The lighting can be lowered and raised to fit the mood. A-C puts the room at 72 degrees. As I’m writing this, I hear unseen birds singing inside the thick foliage and a xylophone player beating a steady rhythm near the beach I can’t see. Nor can I see “The Largest Swimming Pool in Latin America,” which, from pictures off the website, looks like a small Tahitian bay had been cordoned off by concrete walk paths and cushioned lanais chairs.
Of course, this is as far away from true Mexican culture as a Taco Bell in Dubuque, Iowa. The Grand Luxxe is halfway between Cancun and Playa del Carmen along the 62-mile stretch of beautiful white sand on the Mayan Riviera. It’s so far set away in the jungle, you need a shuttle to take you to the main highway. In fact, you get wheeled around the three adjoining complexes — the even more obtuse Grand Mayan with the gigantic pyramid lobby and the understated Mayan Palace are a 5-minute ride away — in shuttles that resemble golf carts with four back seats. Smiling Mexican men with limited English say, “Buenos noches!” and “Hola!” and “Como sta?” as they pull up to the various roundabout driveways in front of the lobbies.
The grounds are dotted with swimming pools and restaurants. In between, the golf carts whiz along paths cut through the jungle. Towering over you are giant ferns and palm trees so thick you think you’re playing 18 holes at the Amazon Country Club. Under construction is an elevated wooden walkway which will soon take more energetic guests along the jungle route right next to the fern line.
I was so hungry I didn’t have much time to explore the room other than call management to ask how the massage-therapy shower worked. (You can choose to take the spray coming out of the wall or from a big, round cylinder above your head which feels like you’re standing under a real warm waterfall.) After a 10-minute briefing by Luz, the pretty hotel clerk, she recommended Green Break, “the inexpensive taco shack.”
MIERDA! OK, here’s the problem with timeshares: Yeah, they’re all paid off but the things you buy around the resort make it seem as costly as a normal hotel. The espresso tubs in the kitchen are $3 each. At first glance, Green Break is a real nice beach bar. It’s spacious with an open kitchen and simple tables. A small squadron of mosquitoes chased away an entire table of American tourists nearby. I had the quesadilla with chicken, pineapple, cilantro and onion. It was one of the best quesadillas of my life, sweet and juicy and not a bit of grease. Two small margaritas had my head spinning — but not nearly as much as my bill. With an appetizer of chips and guacamole, the bill?
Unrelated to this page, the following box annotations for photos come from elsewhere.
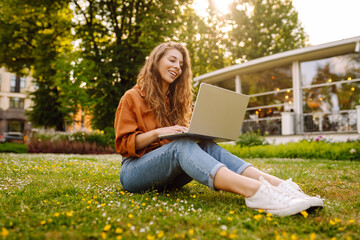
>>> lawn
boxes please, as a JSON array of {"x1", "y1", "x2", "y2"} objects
[{"x1": 0, "y1": 153, "x2": 360, "y2": 240}]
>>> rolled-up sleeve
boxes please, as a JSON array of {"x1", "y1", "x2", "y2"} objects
[
  {"x1": 114, "y1": 87, "x2": 171, "y2": 158},
  {"x1": 114, "y1": 94, "x2": 143, "y2": 157}
]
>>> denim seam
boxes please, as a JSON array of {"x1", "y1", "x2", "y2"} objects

They charged $12 for a margarita. One Mexican meal cost as much as many Mexicans make in a week.
Living in Rome, I hadn’t watched an NFL game all year. After dinner, the Grand Mayan lobby with a ceiling higher than the one in the old World Trade Center Marriott led to a giant concert hall where two confused Mexican bellmen tried to find NBC and the Denver Broncos game. A rabid, blonde Peyton Manning fan from suburban Philadelphia was about ready to strangle them both until they got it on after the start of the second quarter.
Manning made the 49ers look ridiculous and beat the NFL’s all-time TD record. But Manning wasn’t nearly as strong as the two margaritas, which in the end, as I dozed away in six-star luxury, may have been worth $12 each.